The circle opens as I'm helping a client sort through computers and books he intends to donate to an international charity. We get to talking about Microsoft's new Client Protection suite, an amalgam of Windows Live Safety Center and Windows Live OneCare. The suite's available from the Windows Live Market-Share Retainer -- I mean, the Windows Live Ideas Web site. "So pretty soon, I won't have to pay extra for security software?" That's his actual question. And it's this question that begins the cycle of doom and salvation.
The doom is in response to a question many analysts are posing, namely "Can Microsoft's Client Protection initiative wipe out the third-party desktop security market?" Analysts tend to follow that up with a soothing "no," justified by consumers' inherent distrust of any sentence that has both --Microsoft and --security in it. That's followed up by the fact that, so far -- and likely for the lengthy foreseeable future -- any Microsoft client-protection software is going to be relegated solely to Windows. Thus, companies using Mac minis, Linux desktops, iPods, and abacuses (abaci?) will need to keep buying third-party security software anyway.
Unfortunately for any readers here who have money wrapped up in the desktop security market, I'm not a soothing guy. I say thee, "Yea!" Microsoft may not be able to annihilate the desktop security software market, but the company can sure as heck take a John Madden-sized bite out of that particular drumstick.
It will happen the same way Microsoft always makes things happen. Follow the circle: We all test Client Protection Version 1 in beta for free. As soon as it hits the appropriate milestone, Redmond will decide whether its beta testing reports have a low enough instance of problems versus a high enough instance of finding malware and vulnerabilities as compared with the competitor list that the company says it doesn't have. If those numbers are right, the product gets released; if not, it's delayed.
When it does get released, Microsoft will decide whether to offer it for free as part of Vista R2 or whatever the next desktop OS release might be. If Redmond decides to do this, anti-virus, anti-spyware, and desktop firewall makers are in for a bad year. A very bad year. Because no matter how much customers distrust software from the Great Western North, their love of getting something for free outweighs those misgivings.
If Redmond doesn't offer this software for free, the company can still use several tricks to get the same lemming effect in the Windows customer base. The cost could simply be really low, or Microsoft could hide it in the licensing fee so you simply don't know you're paying for it. Plus, Microsoft will keep adding neat-o keen features that look slick, like the glossy colorful leaves of some predatory plant monster.
Now follow this up with Microsoft's usual strategy. The company will do exactly what it's always done: Start at the desktop.

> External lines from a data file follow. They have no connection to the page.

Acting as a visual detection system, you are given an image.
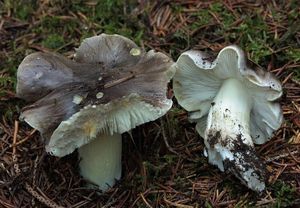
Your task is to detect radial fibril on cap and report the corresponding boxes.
[17,34,175,190]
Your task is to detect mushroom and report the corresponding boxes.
[173,45,283,192]
[17,34,175,191]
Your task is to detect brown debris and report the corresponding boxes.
[0,0,300,208]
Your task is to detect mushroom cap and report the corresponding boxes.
[17,34,175,157]
[173,45,283,144]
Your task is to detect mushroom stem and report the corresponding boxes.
[204,79,265,191]
[78,134,122,191]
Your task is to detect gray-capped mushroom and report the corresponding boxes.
[173,45,282,191]
[17,34,175,191]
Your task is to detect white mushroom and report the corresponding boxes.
[173,45,282,191]
[17,34,175,191]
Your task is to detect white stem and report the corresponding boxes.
[204,79,265,191]
[206,79,253,146]
[78,134,122,191]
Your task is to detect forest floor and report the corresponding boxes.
[0,0,300,208]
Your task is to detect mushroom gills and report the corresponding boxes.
[78,134,122,191]
[204,78,265,191]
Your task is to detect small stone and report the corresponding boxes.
[129,48,141,56]
[96,92,104,99]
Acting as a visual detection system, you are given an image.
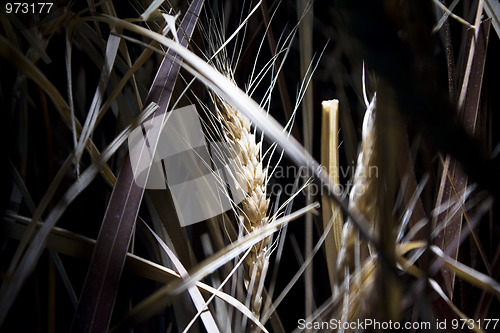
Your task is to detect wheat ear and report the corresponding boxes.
[215,99,269,318]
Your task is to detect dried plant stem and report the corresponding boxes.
[337,92,378,318]
[321,100,344,290]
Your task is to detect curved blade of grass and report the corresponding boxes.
[111,203,319,332]
[0,35,115,184]
[484,0,500,38]
[89,15,378,250]
[429,279,485,333]
[71,0,204,332]
[145,220,219,332]
[430,245,500,297]
[4,213,265,332]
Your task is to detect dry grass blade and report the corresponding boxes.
[72,1,203,332]
[75,32,121,169]
[112,203,319,332]
[92,16,378,252]
[431,245,500,297]
[4,214,266,332]
[146,220,219,332]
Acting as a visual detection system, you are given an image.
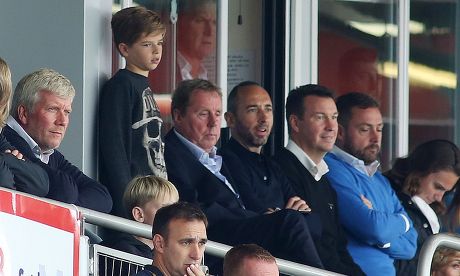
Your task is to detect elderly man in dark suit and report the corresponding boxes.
[2,69,112,212]
[165,79,323,268]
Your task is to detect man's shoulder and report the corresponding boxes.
[324,152,353,172]
[135,265,164,276]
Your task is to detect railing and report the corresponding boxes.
[417,234,460,276]
[0,188,341,276]
[79,207,341,276]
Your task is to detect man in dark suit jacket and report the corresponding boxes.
[275,84,364,275]
[165,79,323,268]
[2,69,112,212]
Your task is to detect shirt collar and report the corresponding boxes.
[286,139,329,181]
[6,115,54,164]
[177,51,208,80]
[174,129,218,163]
[331,146,380,176]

Conquer that, then move rapidly into managing this feature from a central server. Pow! The enterprise security software market gets slammed. The good news is, Microsoft won't just take over that market because its track record in pricing enterprise solutions won't allow its product to be a no-brainer purchase. The company will still have a huge advantage, however, if the desktop part of the equation is free and the server only costs a few grand. Thusly, the circle reaches the point of doom.
Quickly, though, the circle will form an upswing for the same reason it forced a downturn: Hey, it's Microsoft, the company that refuses to do security properly from the ground up, apparently as a matter of principle. Instead of some ground-up coding that takes all of its Windows OS smarts into account, this is all going to wind up as a bolt-on feature set to the same problem-plagued code we've always enjoyed. The same code that's besieged by legions of Penguin-worshipping malware makers with too much time on their hands.
So we consultant types will be waving around the $US80 per desktop Sophos or Symantec client software during a budget meeting, and some wise MBA will shout us down, showing the Microsoft banner button proclaiming "It's Free!" Then they'll fall for the low-cost server price tag while we halfheartedly keep waving around the same competition. That'll be the year that consultants better figure out some additional service offerings.
But eventually, some weenie in Bosnia or Mali will crank out a KillWinForFun bug that'll completely penetrate client security based on some semi-obvious flaw in Solitaire.
And therein lies our salvation: Customers will call Microsoft's tech line first and listen to a Japanese string quartet's rendition of Barry Manilow's greatest hits for 45 minutes. Then, ears bleeding, they'll call us. Now we get consulting dollars for scanning, wiping, recovering, locking stuff down, rewriting security policies, testifying at HIPAA inquests and divorce proceedings, and selling them the full-blown versions of real enterprise security packages. That'll be the year I take a vacation in California, and play Pebble Beach every day!
We just have to keep donating to future virus writers. The circle closes.